Mais là ne s’arrêtent pas les heureuses conséquences qui découlent naturellement du texte découvert par M. Worp[1]. En même temps qu’il m’en transmettait la copie, ce dernier me demandait si j’avais connaissance de ce tableau de Judas, si vanté par Huygens, et dont la trace était perdue. Par une rencontre assurément fort imprévue, j’avais eu l’occasion de le voir deux jours auparavant, à Paris même, chez M. Haro, qui en est aujourd’hui le possesseur. Au premier aspect le caractère rembranesque de la composition, des types et du clair-obscur m’avait frappé ; mais à raison d’une inexpérience encore notoire dans la répartition de la lumière, aussi bien que de certaines gaucheries dans la facture, j’aurais peut-être hésité à attribuer cet ouvrage au maître lui-même, si la figure de Judas n’avait frappé mon attention. Cette figure, je me rappelais l’avoir vue bien des fois en feuilletant l’œuvre de Joris van Vliet, un graveur assez médiocre, mais dont la vie à ce moment s’est trouvée mêlée de près à celle de Rembrandt et à qui nous devons la connaissance de quelques-unes des peintures encore exécutées à Leyde par ce dernier et qui ont maintenant disparu.
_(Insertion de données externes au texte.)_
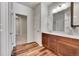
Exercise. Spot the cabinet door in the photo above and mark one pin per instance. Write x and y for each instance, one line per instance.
(45, 40)
(66, 49)
(52, 43)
Gravé par van Vliet en contre-partie et seulement jusqu’à mi-corps, ce Judas porte, avec la date 1634, la mention Rembrandt inventor. En me référant au catalogue de Bartsch[2], j’avais lu la note suivante : « Les éditeurs du catalogue de Gersaint racontent au sujet de ce morceau qu’ils ont vu un beau tableau de Judas rapportant dans le conseil des juifs les trente deniers, prix de sa trahison, et que la tête de Judas y était la même que celle que van Vliet a gravée dans ce tableau. » J’étais donc déjà fixé sur l’attribution, quand le surlendemain la lettre de M. Worp achevait de dissiper tous mes doutes au sujet de l’authenticité de cette peinture, dont les moindres détails s’accordent avec la description que Huygens en a faite, évidemment en présence de l’œuvre elle-même[3]. En dépit des maladresses et des incorrections qu’on y remarque, cette œuvre est très caractéristique, et la figure de Judas suffit à expliquer l’admiration qu’elle avait inspirée à Huygens. Mais, sans

  1. L’autobiographie à laquelle sont empruntés ces détails se trouve à la fin d’un des manuscrits de Huygens que possède la Bibliothèque de l’Académie des sciences à Amsterdam. C’est en préparant une édition de tous les poèmes de son célèbre compatriote que M. Worp a découvert cet opuscule.
  2. Cette planche y est classée sous le n° 22, avec le titre : Homme affligé.
  3. Le tableau, du reste, a été mentionné dans son Catalogue raisonné (n° 90), par Smith, qui ne l’avait pas vu, mais qui le décrit d’après une assez mauvaise gravure qu’un artiste anglais, nommé Dunkarton, en avait faite lorsqu’il se trouvait, en Angleterre, chez I. Fanshawe.